A negligence action requires a showing that: the defendant owed the plaintiff a legal duty; the defendant breached that duty; and the breach was a proximate or legal cause of the plaintiff's injuries. (Ann M. v. Pacific Plaza Shopping Center (1993) 6 Cal.4th 666, 673, disapproved on other grounds in Reid v. Google, Inc. (2010) 50 Cal.4th 512, 527, fn. 5.) "In the case of a landlord, this general duty of maintenance, which is owed to tenants and patrons, has been held to include the duty to take reasonable steps to secure common areas against foreseeable criminal acts of third parties that are likely to occur in the absence of such precautionary measures. [Citations.]" (Id. at p. 674; accord, Castaneda v. Olsher (2007) 41 Cal.4th 1205, 1213.)

The key to determining the scope of the duty is typically foreseeability of harm. (Castaneda v. Olsher, supra, 41 Cal.4th at p. 1213.) "`"[I]n cases where the burden of preventing future harm is great, a high degree of foreseeability may be required. [Citation.] On the other hand, in cases where there are strong policy reasons for preventing the harm, or the harm can be prevented by simple means, a lesser degree of foreseeability may be required." [Citation.]' [Citation.]" (Ann M. v. Pacific Plaza Shopping Center, supra, 6 Cal.4th at pp. 678-679; accord, Castaneda v. Olsher, supra, 41 Cal.4th at p. 1213.)3

Analysis

Defendant Met His Burden of Production

Defendant asserts there is no triable issue of material fact demonstrating he breached any duty of care to plaintiff. In support, defendant cites plaintiff's deposition testimony wherein she admitted she did not inform defendant that Seff posed a threat to her physical safety.4 Defendant also relies on plaintiff's testimony that Seff had never threatened physical harm or physically touched her prior to the subject incident, and that she had never before reported Seff to the police. Defendant met his burden of demonstrating there is no triable issue of material fact as to the foreseeability of Seff physically assaulting plaintiff. (§ 437c, subd. (p)(2); Aguilar, supra, 25 Cal.4th at p. 850.)

Plaintiff Has Not Satisfied Her Burden

As stated, once a defendant meets his burden of production, plaintiff must make a prima facie showing that there exists a triable issue of material fact to avoid summary judgment. (§ 437c, subd. (p)(2); Aguilar, supra, 25 Cal.4th at p. 850.) Plaintiff has not done so.

Plaintiff relies on two key segments of her deposition testimony to support her argument that defendant knew of Seff's propensity for violence. First is her testimony that defendant, on one isolated occasion, heard Seff directing profanity at her. She explained, while Seff was calling her a "liar" and a "bitch," defendant told her to stay away from Seff and stood between her and Seff.

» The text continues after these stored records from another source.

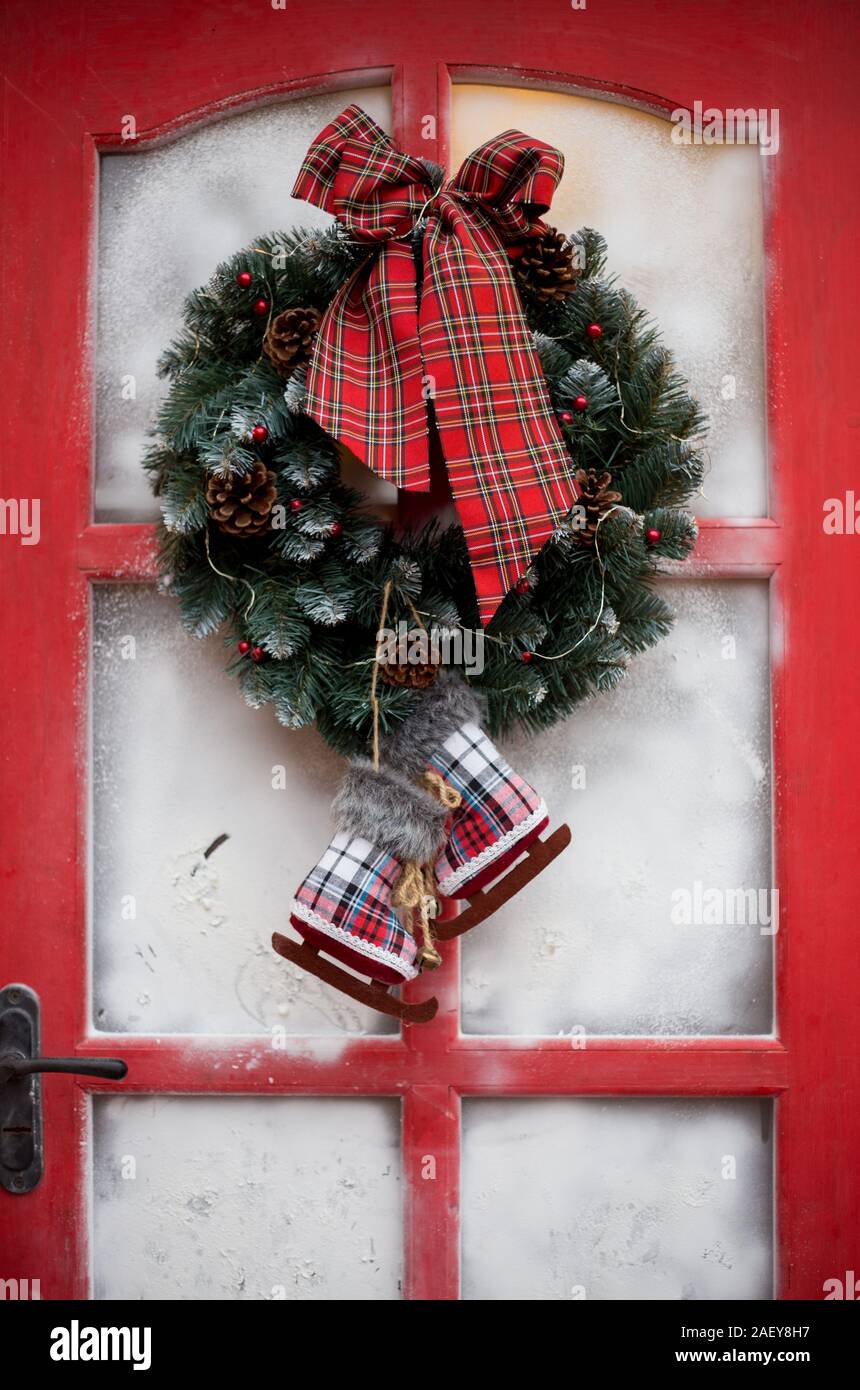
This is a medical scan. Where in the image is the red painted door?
[0,0,860,1300]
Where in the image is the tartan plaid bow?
[293,106,577,624]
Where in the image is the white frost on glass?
[452,85,775,517]
[92,1095,403,1301]
[461,1098,772,1301]
[96,88,390,521]
[92,584,395,1038]
[463,580,772,1034]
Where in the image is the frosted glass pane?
[463,580,774,1034]
[93,1095,403,1301]
[96,88,390,521]
[453,85,767,516]
[92,584,395,1034]
[461,1098,772,1300]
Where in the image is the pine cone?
[263,309,322,377]
[574,468,621,546]
[206,461,278,535]
[514,227,578,304]
[379,662,439,691]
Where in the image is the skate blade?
[433,826,571,941]
[272,931,439,1023]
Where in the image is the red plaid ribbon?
[293,106,577,623]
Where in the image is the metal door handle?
[0,984,128,1195]
[0,1054,128,1086]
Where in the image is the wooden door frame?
[0,0,860,1300]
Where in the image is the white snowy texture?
[93,1095,403,1301]
[460,1097,772,1301]
[96,88,390,521]
[92,584,396,1037]
[463,580,772,1034]
[452,85,775,517]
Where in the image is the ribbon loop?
[293,97,577,623]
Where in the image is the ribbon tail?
[306,242,431,492]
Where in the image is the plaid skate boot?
[272,760,446,1023]
[385,673,571,941]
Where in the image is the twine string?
[204,528,257,623]
[371,580,392,773]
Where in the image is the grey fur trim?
[381,670,483,776]
[332,758,447,863]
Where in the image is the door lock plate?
[0,984,43,1194]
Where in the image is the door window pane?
[92,584,395,1036]
[93,1095,403,1301]
[96,88,390,521]
[452,85,774,517]
[461,1098,774,1301]
[463,580,778,1034]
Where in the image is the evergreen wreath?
[146,225,704,755]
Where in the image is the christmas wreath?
[146,107,703,755]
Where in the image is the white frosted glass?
[463,580,774,1034]
[452,85,767,517]
[92,584,395,1034]
[460,1098,772,1301]
[93,1095,403,1301]
[96,88,390,521]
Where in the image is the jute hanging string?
[371,580,463,970]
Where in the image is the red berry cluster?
[236,638,265,664]
[236,270,268,317]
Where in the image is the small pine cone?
[206,463,278,535]
[381,662,439,691]
[514,227,578,304]
[575,468,621,546]
[263,309,322,377]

This language, heard by defendant just once, does not raise a triable issue of material fact as to whether it was foreseeable that Seff would assault plaintiff. At most, plaintiff's testimony indicates defendant was aware Seff was verbally abusive. (Compare Andrews v. Mobile Aire Estates (2005) 125 Cal.App.4th 578, 596 [battery not foreseeable when prior incidents constituted harassment, verbal insults, and annoyances] with Madhani v. Cooper (2003) 106 Cal.App.4th 412, 415-416 [foreseeable physical harm when tenant complained to landlord of repeated prior acts of assault and battery].)

It is true, as plaintiff points out, she testified at her deposition that she told defendant she feared Seff would physically harm "anybody coming to visit [her]." But, plaintiff clarified she did not fear for her own safety. Plaintiff is tasked with establishing foreseeability of harm to herself, not her possible visitors.

There is another problem with the deposition testimony addressing plaintiff's concerns about the safety of her visitors. Although plaintiff mentioned this testimony in her opposition to the summary judgment motion, she did not cite it in her separate statement.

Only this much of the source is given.